ECLI:NL:GHAMS:2020:1874
Gerechtshof Amsterdam
- Hoger beroep
- Rechtspraak.nl
Bevestiging van vonnis in hoger beroep inzake verkoop van cocaïne met strafoplegging
In deze zaak heeft het gerechtshof Amsterdam op 10 juni 2020 uitspraak gedaan in hoger beroep tegen een vonnis van de politierechter in de rechtbank Amsterdam, dat op 12 februari 2019 was gewezen. De verdachte, geboren in 1997, was veroordeeld voor het opzettelijk verkopen van cocaïne, wat een ernstige bedreiging voor de volksgezondheid en de samenleving met zich meebrengt. De politierechter had de verdachte een voorwaardelijke gevangenisstraf van één week opgelegd, met een proeftijd van twee jaar, en een taakstraf van 90 uren, subsidiair 45 dagen hechtenis, met aftrek van voorarrest.
Tijdens de behandeling van de zaak in hoger beroep heeft het hof de vordering van de advocaat-generaal in overweging genomen, die dezelfde straf als door de politierechter had gevorderd. Het hof heeft de ernst van het feit en de omstandigheden waaronder het is begaan, evenals de persoon van de verdachte, in zijn overwegingen betrokken. De verdachte had zich schuldig gemaakt aan de verkoop van cocaïne, wat niet alleen schadelijk is voor de volksgezondheid, maar ook bijdraagt aan criminaliteit en onrust in de samenleving.
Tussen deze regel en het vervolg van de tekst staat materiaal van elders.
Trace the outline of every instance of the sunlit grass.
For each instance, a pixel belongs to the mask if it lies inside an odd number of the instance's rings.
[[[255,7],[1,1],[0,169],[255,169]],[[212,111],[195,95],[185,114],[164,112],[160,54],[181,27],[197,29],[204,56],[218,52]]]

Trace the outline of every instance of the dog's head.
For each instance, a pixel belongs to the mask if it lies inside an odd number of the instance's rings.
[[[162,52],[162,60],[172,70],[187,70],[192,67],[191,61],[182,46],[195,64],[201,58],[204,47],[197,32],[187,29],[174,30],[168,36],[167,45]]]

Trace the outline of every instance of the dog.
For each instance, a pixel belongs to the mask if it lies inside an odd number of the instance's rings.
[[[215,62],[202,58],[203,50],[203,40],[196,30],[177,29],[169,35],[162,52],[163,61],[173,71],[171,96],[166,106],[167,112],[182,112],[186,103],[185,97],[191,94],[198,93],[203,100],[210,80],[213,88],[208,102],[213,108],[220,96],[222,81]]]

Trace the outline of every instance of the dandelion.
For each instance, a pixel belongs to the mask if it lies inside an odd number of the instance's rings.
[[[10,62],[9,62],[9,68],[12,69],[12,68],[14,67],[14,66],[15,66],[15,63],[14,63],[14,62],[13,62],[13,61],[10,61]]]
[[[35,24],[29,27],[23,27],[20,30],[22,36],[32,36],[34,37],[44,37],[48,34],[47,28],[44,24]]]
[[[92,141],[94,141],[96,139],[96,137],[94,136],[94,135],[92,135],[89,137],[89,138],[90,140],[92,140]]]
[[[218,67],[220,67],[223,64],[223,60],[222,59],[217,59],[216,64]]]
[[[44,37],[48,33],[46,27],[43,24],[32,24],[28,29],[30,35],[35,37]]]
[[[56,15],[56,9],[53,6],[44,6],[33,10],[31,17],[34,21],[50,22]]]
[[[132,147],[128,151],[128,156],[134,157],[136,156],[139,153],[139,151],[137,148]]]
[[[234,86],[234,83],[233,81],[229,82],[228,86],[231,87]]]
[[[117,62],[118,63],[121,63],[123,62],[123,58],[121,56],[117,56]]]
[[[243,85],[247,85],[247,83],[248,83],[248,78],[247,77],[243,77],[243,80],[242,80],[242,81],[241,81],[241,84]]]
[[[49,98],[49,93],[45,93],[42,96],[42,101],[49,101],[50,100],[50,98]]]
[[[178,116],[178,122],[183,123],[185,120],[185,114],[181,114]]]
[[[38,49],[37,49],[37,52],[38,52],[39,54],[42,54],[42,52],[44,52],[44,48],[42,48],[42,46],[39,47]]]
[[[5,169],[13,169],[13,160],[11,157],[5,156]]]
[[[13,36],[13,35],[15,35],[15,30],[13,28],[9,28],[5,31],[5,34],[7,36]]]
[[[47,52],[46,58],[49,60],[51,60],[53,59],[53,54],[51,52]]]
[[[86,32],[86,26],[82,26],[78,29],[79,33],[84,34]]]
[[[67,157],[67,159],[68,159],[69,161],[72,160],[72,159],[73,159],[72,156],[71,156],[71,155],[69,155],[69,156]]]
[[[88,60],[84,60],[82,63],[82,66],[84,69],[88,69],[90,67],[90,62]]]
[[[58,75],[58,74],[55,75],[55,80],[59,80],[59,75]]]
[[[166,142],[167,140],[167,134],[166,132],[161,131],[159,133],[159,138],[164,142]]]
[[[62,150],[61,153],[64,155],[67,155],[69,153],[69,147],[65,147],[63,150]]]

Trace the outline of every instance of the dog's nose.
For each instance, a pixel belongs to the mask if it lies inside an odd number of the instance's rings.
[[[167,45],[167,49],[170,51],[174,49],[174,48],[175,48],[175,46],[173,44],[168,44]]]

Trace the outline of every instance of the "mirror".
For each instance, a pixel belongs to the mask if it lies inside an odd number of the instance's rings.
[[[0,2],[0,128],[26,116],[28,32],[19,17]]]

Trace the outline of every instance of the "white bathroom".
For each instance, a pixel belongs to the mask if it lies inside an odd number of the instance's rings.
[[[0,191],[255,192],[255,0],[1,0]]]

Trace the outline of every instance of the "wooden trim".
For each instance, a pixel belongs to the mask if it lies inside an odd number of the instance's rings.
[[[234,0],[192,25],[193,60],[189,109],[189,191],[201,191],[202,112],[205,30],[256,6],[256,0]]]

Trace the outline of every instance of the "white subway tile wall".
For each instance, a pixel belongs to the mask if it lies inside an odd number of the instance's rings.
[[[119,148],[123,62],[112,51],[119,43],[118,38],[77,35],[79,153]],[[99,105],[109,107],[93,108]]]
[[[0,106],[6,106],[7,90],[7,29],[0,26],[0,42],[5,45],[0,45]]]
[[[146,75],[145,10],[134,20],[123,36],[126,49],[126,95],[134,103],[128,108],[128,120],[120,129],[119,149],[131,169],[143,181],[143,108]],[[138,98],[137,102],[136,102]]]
Bij de aanhouding van de verdachte zijn er drugs aangetroffen, wat erop wijst dat deze bestemd waren voor de handel. Het hof heeft geconcludeerd dat de straffen zoals opgelegd door de politierechter gerechtvaardigd zijn en heeft het vonnis bevestigd, met inachtneming van artikel 63 van het Wetboek van Strafrecht. De beslissing van het hof is genomen in een openbare terechtzitting, waarbij de meervoudige strafkamer aanwezig was.